A couple of days ago, a bill was pushed through the U.S. Senate that would make it impossible for anyone to get into the food business without incurring costs so staggering that few new entries could afford to get into the food business. The bill is sponsored by same companies whose names we already see on packages that line and fill supermarket shelves. They don’t want any new competition, so they have made enough “contributions” to ensure that enough Senators will vote in favor of their bill.

Most food companies have highly automated production facilities. As they automated, they did not decrease prices, but increased profits. Some of those profits are being used to slide this, and other favorable legislation, through the necessary law-making bodies. One reason is that now, the expensive automation that they use is widely available at affordable prices. So, rather than face honest competition, they pass laws to keep competitors from competing with them.

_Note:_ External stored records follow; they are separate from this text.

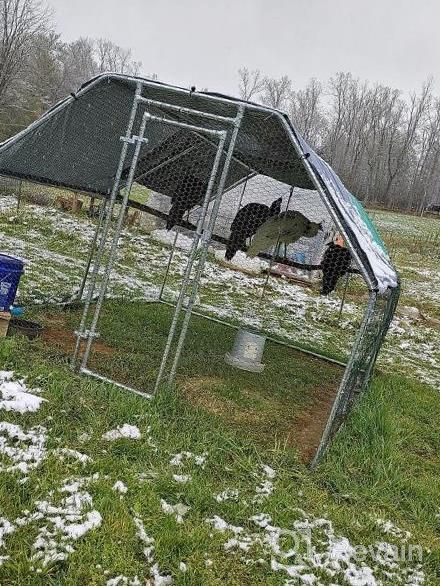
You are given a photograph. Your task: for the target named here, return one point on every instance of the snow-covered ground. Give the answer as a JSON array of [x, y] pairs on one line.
[[309, 550], [54, 247]]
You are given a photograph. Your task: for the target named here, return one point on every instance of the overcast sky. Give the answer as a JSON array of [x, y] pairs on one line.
[[204, 42]]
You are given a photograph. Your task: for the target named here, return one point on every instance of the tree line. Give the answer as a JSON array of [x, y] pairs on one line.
[[386, 148], [384, 145]]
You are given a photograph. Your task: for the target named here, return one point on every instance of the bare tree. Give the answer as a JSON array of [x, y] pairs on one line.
[[111, 57], [276, 92], [251, 83], [399, 150], [20, 22], [306, 112]]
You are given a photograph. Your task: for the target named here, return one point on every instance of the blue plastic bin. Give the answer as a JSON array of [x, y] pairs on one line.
[[11, 270]]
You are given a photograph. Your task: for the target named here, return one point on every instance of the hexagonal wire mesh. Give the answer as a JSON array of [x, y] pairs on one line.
[[227, 172]]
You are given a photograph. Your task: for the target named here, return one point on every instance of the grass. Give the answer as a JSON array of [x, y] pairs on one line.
[[384, 463], [131, 342]]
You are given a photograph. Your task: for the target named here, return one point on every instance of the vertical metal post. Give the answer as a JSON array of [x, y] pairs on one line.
[[170, 258], [113, 249], [92, 250], [105, 230], [191, 258], [344, 294], [344, 388], [19, 194], [205, 242]]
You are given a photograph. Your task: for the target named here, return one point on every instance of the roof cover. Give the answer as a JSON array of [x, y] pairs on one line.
[[77, 145]]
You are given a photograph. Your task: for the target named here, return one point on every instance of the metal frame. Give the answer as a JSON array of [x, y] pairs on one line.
[[380, 307], [198, 251]]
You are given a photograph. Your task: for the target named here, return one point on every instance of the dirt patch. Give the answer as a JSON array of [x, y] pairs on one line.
[[65, 340], [198, 392], [295, 424], [310, 423]]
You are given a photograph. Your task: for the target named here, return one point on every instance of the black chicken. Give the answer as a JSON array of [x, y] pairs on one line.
[[335, 264], [191, 192], [246, 223]]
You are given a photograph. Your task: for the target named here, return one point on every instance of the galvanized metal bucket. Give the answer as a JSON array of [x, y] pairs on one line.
[[247, 351]]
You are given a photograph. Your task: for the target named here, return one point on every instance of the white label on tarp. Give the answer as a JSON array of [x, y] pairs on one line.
[[4, 288], [250, 351]]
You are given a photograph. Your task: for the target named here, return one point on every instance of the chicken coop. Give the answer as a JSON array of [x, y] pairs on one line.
[[241, 206]]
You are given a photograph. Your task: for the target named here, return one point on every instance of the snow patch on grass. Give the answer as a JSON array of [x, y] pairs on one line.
[[15, 395], [22, 450], [123, 431], [179, 510]]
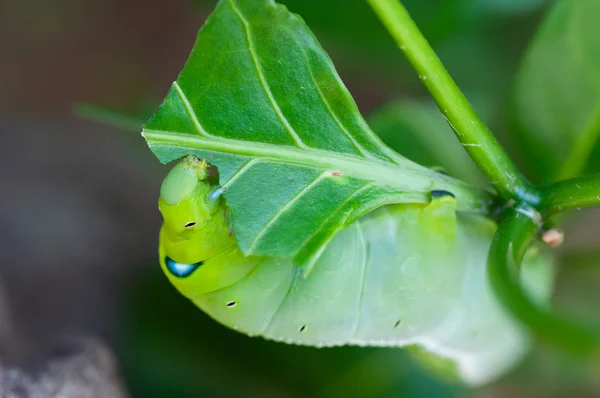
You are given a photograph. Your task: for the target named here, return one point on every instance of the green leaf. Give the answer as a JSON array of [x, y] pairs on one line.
[[418, 131], [557, 96], [261, 100]]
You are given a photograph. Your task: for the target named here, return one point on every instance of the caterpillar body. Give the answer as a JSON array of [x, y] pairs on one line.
[[401, 275]]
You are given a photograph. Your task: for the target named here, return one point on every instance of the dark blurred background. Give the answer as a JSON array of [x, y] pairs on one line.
[[78, 212]]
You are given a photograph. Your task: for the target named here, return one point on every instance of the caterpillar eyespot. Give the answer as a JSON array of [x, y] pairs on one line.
[[404, 274]]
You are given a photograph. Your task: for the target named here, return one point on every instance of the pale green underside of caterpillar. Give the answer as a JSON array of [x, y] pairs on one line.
[[404, 274]]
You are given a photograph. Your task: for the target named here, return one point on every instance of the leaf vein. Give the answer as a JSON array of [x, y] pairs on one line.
[[263, 80], [190, 111], [284, 209]]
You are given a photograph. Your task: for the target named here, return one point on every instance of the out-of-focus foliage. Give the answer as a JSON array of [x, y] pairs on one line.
[[172, 349], [557, 96]]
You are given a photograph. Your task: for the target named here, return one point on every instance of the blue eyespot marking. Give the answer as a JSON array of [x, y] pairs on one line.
[[181, 270]]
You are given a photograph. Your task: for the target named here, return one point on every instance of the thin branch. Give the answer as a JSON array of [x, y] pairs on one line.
[[571, 194], [477, 139], [517, 229]]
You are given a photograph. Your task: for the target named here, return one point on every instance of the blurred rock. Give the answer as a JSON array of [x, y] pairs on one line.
[[81, 368]]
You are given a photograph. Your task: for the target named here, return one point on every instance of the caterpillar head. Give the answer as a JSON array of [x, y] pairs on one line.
[[185, 200]]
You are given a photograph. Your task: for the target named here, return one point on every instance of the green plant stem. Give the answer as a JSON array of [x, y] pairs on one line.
[[571, 194], [477, 139], [517, 228]]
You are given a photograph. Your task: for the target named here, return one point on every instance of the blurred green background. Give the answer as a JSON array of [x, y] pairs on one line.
[[80, 223]]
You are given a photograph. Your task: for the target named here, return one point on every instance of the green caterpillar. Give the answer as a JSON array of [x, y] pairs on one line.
[[404, 274]]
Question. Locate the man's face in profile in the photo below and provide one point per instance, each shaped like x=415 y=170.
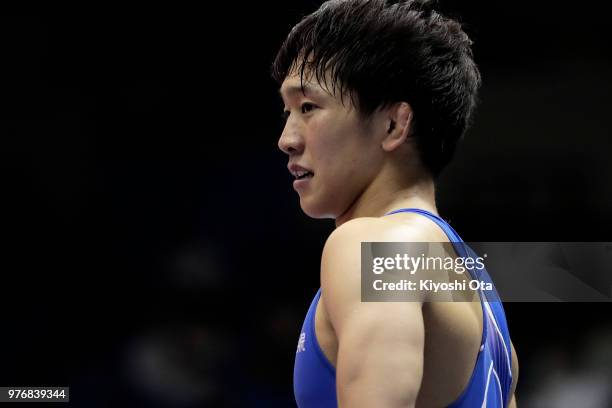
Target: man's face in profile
x=333 y=146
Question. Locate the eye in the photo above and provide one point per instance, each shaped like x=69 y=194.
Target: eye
x=307 y=107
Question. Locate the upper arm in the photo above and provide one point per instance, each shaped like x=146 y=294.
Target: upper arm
x=380 y=344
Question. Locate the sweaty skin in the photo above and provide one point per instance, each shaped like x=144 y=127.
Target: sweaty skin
x=394 y=354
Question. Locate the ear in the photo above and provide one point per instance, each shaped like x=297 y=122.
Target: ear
x=399 y=122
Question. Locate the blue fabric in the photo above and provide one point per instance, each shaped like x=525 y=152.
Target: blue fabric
x=314 y=377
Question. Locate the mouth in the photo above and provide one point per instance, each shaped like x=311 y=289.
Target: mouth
x=300 y=175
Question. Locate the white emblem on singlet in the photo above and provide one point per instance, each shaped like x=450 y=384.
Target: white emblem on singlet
x=301 y=342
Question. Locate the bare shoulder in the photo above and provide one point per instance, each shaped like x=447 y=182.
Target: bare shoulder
x=341 y=258
x=341 y=253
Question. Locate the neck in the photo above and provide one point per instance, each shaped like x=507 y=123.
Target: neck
x=386 y=194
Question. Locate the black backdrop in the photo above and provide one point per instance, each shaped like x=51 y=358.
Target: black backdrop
x=154 y=251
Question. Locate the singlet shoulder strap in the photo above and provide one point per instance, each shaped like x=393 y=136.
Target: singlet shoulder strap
x=448 y=230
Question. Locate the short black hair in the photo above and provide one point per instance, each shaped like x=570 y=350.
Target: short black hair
x=381 y=52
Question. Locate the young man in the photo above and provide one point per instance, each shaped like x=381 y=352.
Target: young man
x=377 y=94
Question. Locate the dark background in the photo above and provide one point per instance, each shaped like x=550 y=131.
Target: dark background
x=154 y=252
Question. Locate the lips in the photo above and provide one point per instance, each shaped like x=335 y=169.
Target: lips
x=300 y=172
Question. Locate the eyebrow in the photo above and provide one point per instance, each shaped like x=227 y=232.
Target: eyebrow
x=307 y=89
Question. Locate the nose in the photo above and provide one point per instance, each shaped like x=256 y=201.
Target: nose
x=290 y=141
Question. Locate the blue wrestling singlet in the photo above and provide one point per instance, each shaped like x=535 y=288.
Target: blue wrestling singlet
x=314 y=377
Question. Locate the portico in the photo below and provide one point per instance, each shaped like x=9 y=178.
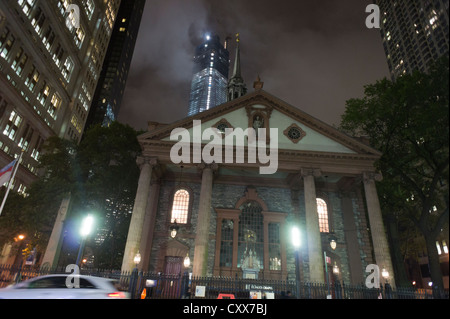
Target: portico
x=225 y=202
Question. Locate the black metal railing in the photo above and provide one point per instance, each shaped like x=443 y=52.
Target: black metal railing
x=162 y=286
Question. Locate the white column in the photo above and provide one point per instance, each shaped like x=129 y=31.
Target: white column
x=53 y=249
x=315 y=253
x=137 y=218
x=379 y=239
x=200 y=261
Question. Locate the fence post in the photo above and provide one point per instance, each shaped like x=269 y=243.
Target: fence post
x=338 y=290
x=133 y=282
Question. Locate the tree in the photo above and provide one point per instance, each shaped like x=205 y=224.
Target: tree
x=100 y=174
x=34 y=214
x=408 y=121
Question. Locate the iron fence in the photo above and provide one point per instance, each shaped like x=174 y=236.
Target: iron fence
x=162 y=286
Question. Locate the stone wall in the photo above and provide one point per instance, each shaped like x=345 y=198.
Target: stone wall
x=278 y=200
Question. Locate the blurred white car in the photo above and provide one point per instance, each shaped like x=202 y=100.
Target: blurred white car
x=56 y=287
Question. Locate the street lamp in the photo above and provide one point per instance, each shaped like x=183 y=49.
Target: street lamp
x=333 y=245
x=187 y=261
x=297 y=242
x=85 y=230
x=137 y=259
x=174 y=229
x=296 y=239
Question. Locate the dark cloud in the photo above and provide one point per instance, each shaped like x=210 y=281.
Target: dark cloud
x=314 y=55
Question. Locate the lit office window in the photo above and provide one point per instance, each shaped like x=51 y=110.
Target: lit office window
x=19 y=62
x=32 y=78
x=26 y=6
x=13 y=125
x=6 y=42
x=322 y=211
x=180 y=207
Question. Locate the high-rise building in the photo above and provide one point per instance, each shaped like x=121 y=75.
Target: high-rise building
x=236 y=85
x=51 y=55
x=414 y=33
x=110 y=88
x=209 y=83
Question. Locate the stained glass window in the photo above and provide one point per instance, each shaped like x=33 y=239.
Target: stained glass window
x=180 y=207
x=226 y=244
x=322 y=211
x=251 y=237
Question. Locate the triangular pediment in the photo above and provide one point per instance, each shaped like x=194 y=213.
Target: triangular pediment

As usual, they say that they are not motivated by huge profits, but by “consumer safety”.

Amazingly, in the past few days, we’ve heard comparatively nothing about this huge bill that guarantees higher costs for everything we eat. Instead, both the state-run media and the increasingly state-controlled blogosphere have suddenly been filled with horror stories about air travelers being abused by the TSA.

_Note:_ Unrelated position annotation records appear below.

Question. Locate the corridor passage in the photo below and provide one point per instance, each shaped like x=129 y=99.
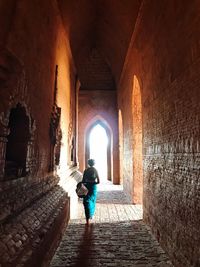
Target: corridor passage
x=118 y=237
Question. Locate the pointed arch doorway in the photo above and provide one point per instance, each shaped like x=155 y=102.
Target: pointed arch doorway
x=99 y=146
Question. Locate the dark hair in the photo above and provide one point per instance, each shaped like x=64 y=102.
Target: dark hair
x=91 y=162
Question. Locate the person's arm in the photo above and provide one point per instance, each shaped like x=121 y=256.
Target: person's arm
x=97 y=177
x=84 y=176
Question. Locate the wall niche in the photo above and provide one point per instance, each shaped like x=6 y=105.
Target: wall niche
x=17 y=143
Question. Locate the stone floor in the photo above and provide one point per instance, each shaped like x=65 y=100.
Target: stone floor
x=118 y=237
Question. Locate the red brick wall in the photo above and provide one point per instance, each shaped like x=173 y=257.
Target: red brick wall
x=32 y=43
x=164 y=55
x=91 y=105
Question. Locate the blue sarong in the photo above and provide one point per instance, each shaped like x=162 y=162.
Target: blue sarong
x=89 y=201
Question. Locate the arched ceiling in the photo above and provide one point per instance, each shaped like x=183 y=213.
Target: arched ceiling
x=105 y=26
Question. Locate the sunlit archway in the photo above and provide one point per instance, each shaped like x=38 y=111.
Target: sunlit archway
x=98 y=145
x=121 y=146
x=98 y=142
x=137 y=142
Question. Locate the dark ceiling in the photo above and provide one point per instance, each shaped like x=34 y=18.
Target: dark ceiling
x=99 y=30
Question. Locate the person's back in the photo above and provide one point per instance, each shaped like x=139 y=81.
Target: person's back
x=90 y=178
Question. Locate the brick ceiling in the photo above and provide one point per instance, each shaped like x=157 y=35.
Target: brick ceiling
x=103 y=26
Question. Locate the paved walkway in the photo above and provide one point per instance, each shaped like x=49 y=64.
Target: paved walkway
x=118 y=237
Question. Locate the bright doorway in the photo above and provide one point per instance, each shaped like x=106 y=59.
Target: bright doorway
x=98 y=145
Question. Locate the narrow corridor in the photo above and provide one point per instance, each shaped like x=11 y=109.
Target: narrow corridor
x=118 y=237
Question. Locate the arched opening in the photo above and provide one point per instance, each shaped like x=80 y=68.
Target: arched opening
x=121 y=149
x=99 y=146
x=17 y=143
x=98 y=150
x=137 y=143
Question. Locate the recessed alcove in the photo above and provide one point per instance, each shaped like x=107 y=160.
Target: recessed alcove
x=17 y=143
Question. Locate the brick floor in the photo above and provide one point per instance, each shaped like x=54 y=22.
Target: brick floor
x=118 y=237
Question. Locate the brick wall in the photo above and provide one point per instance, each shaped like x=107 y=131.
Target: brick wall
x=164 y=55
x=34 y=207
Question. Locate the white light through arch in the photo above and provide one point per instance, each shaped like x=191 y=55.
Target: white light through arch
x=98 y=141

Like a pack of obedient hounds, the state-run media has been made to turn away from the scent of the real story and follow a red herring. As they do so, they will compound the lie by telling us that they are proud of “getting at the truth about the TSA.”

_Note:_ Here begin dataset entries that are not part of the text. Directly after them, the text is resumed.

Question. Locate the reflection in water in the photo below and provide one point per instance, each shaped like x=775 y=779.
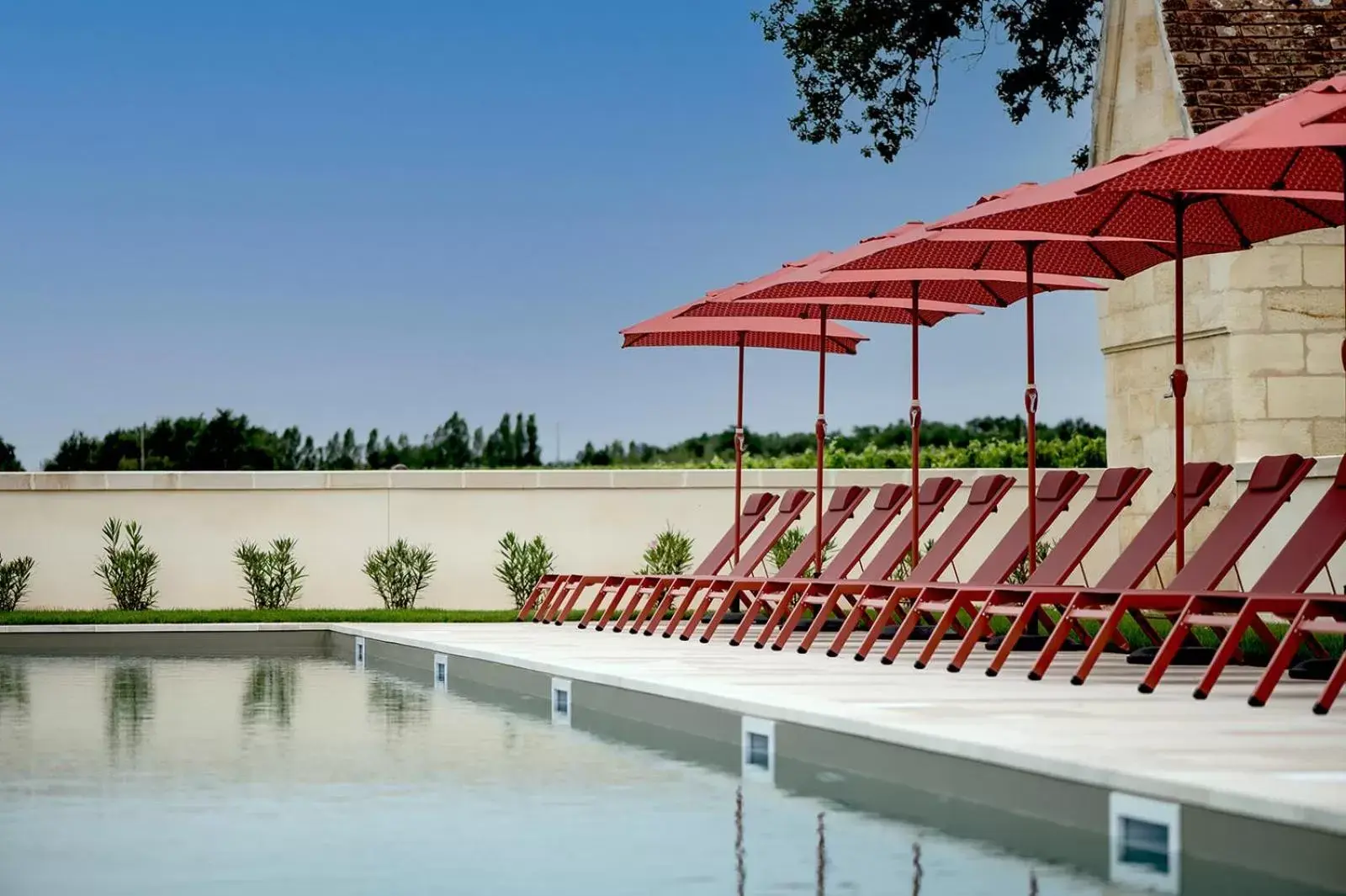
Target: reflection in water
x=269 y=693
x=738 y=839
x=397 y=701
x=131 y=697
x=13 y=687
x=823 y=859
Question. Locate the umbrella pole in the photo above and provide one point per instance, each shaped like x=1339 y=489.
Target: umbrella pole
x=1030 y=402
x=820 y=429
x=914 y=416
x=738 y=459
x=1178 y=381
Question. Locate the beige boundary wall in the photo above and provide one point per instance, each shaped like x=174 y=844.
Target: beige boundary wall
x=596 y=521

When the Senate’s bill that will end up gouging us for food passes, the wave of outrage that was carefully directed at the TSA will magically disappear. The state-run media will begin to say, “Well, what else can they do but pat-down passengers. It’s is their job to keep us safe.” After this “embarrassment”, the TSA funding will be increased to facilitate dealing with the “important customer concerns” in which they’ll pretend, for a short time, to be interested. It will be repeatedly stated that “We’re going to run this like a business, and be sure that those who use our services as as inconvenienced as little as possible. We do care. After all, we’re Americans, too.”

As this drivel is spewed into our minds, enough of us will all nod wisely, satisfied that the vast bureaucracy has a heart, after all, and the induced outrage will quickly disappear. “Guess we showed them.”, many will say, thinking that their opinion would actually mean anything to a huge, powerful Federal bureaucracy. That is, of course, what people in a democracy are meant to think, that someone cares about them, their thoughts, and their opinions. The state-run media excels at providing that ongoing deception.

Many Americans will enjoy thinking exactly those thoughts about how they helped “tame the TSA” while eating a snack that their self-satisfaction keeps them from realizing now costs twenty percent more than it used to.